Her expression makes it clear she thinks I’m teasing her. I want to haul her up onto the copier and prove my point. Her ass would press against the glass, the bright light would scan past. I’d laminate the copies and hang them up in my shower.
“It’s different,” she says as she sighs, almost sounding sad.
“How?”
“I’m not everyone’s type. Your face is deemed universally good-looking.”
I sidestep her compliment.
“Did Sergio ever respond to you the other day?”
She scowls up at me. “Yeah, he told me we wouldn’t work out even after I tried to clear up the mess you made. Why are you smiling like that?”
“Oh, I’m just thinking of what I’m going to eat for lunch.”
After school and on weekends, I’m usually with Sam. We spend 99% of our time together. This seems odd to my parents and our other friends (the one or two that have stuck around), but it happened gradually. Weekly dinners became biweekly dinners, and so on. At this point, we’re codependent. I can’t remember the last time I had a meal for one—oh wait, yes I can: it was that time I bought myself Jimmy John’s on the way to Sam’s apartment a few months back.
“Shit, I should have brought you something,” I said right as she opened the door and glanced down.
“No, it’s fine.
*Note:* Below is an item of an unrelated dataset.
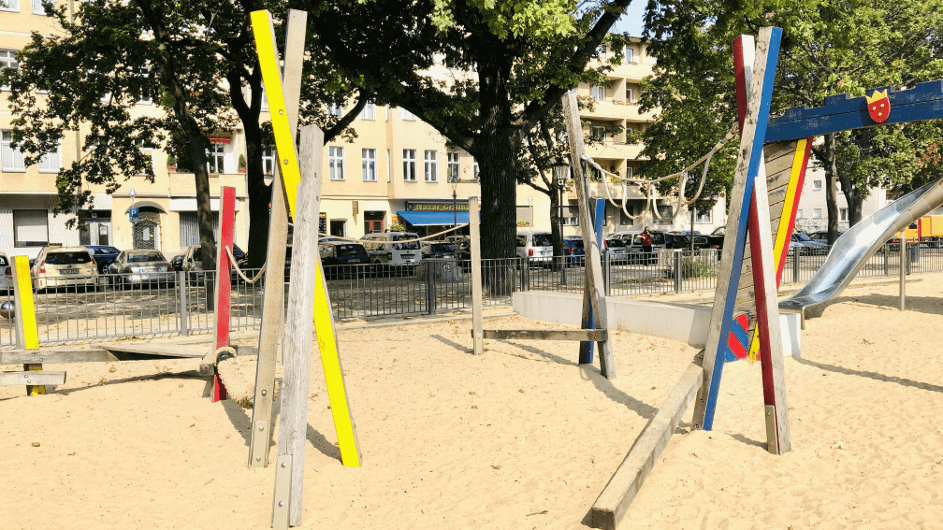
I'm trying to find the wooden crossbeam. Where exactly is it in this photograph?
[0,370,65,386]
[484,329,609,342]
[589,364,704,530]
I have plenty of food here to eat.”
She joined me on the couch a few minutes later carrying a plate that contained the following: one carrot, a moldy piece of cheese, and half a slice of expired lunch meat. It was turkey, from the looks of the sad pale color.
“How’s your warm sub?” she asked, reaching for the carrot.
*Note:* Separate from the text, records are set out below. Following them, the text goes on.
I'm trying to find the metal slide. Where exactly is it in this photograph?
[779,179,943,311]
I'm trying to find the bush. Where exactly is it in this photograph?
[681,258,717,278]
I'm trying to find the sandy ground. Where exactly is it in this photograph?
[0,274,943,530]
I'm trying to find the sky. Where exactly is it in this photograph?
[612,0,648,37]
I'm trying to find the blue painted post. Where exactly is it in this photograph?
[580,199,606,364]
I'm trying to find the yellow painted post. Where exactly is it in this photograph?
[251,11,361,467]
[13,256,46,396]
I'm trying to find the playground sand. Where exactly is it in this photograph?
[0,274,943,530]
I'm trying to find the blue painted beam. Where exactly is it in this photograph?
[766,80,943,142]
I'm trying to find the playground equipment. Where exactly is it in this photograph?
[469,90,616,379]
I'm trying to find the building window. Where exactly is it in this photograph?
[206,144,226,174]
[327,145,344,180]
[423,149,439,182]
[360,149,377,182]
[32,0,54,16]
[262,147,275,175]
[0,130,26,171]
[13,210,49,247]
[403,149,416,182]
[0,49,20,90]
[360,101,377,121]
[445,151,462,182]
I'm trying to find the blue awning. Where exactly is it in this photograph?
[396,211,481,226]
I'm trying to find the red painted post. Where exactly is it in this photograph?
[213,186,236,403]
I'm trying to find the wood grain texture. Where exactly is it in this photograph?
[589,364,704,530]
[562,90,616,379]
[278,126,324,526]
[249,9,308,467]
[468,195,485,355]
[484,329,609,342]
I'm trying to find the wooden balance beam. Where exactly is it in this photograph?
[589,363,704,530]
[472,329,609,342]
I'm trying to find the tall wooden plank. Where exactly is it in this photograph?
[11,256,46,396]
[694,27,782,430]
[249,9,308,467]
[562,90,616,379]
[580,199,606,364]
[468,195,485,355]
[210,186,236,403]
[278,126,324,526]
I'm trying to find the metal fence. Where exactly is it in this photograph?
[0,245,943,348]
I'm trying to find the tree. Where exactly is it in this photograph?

Obviously, I tore my sandwich down the middle and gave her half. Lesson learned.
We usually have a lot of grading to do on school nights: essays and edits for her, chemistry exams and lab reports for me. Tonight, though, I’ve talked her into going to the gym with me. She hates it so much. In the car on the way there, she works her way through an entire monologue about how it’s commendable that I care so much about my physical health and wellbeing, but she thinks it’s more important to focus on the mental and emotional health benefits of a sedentary lifestyle.
“Why do you think there’s a whole genre of clothing called athleisure? I’m not alone.”
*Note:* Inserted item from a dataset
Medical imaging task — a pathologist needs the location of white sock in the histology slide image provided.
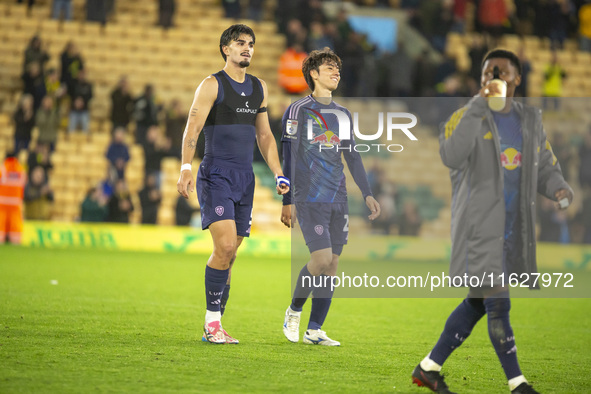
[421,353,441,372]
[205,311,222,324]
[287,306,302,316]
[509,375,527,391]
I push her into the gym and we start to head our separate ways. We’ve tried to work out together, but it’s too distracting. I’m actually here for a purpose, while Sam just wants to talk and sip on a drink from the smoothie counter. She also likes to wear tight workout tops and yoga pants, and maybe I find that a little more distracting than the conversation. She steps back and sends me an over-the-top wave. “If I don’t meet you back here in an hour it’s because I’m hiding in a corner somewhere crying! Have fun!”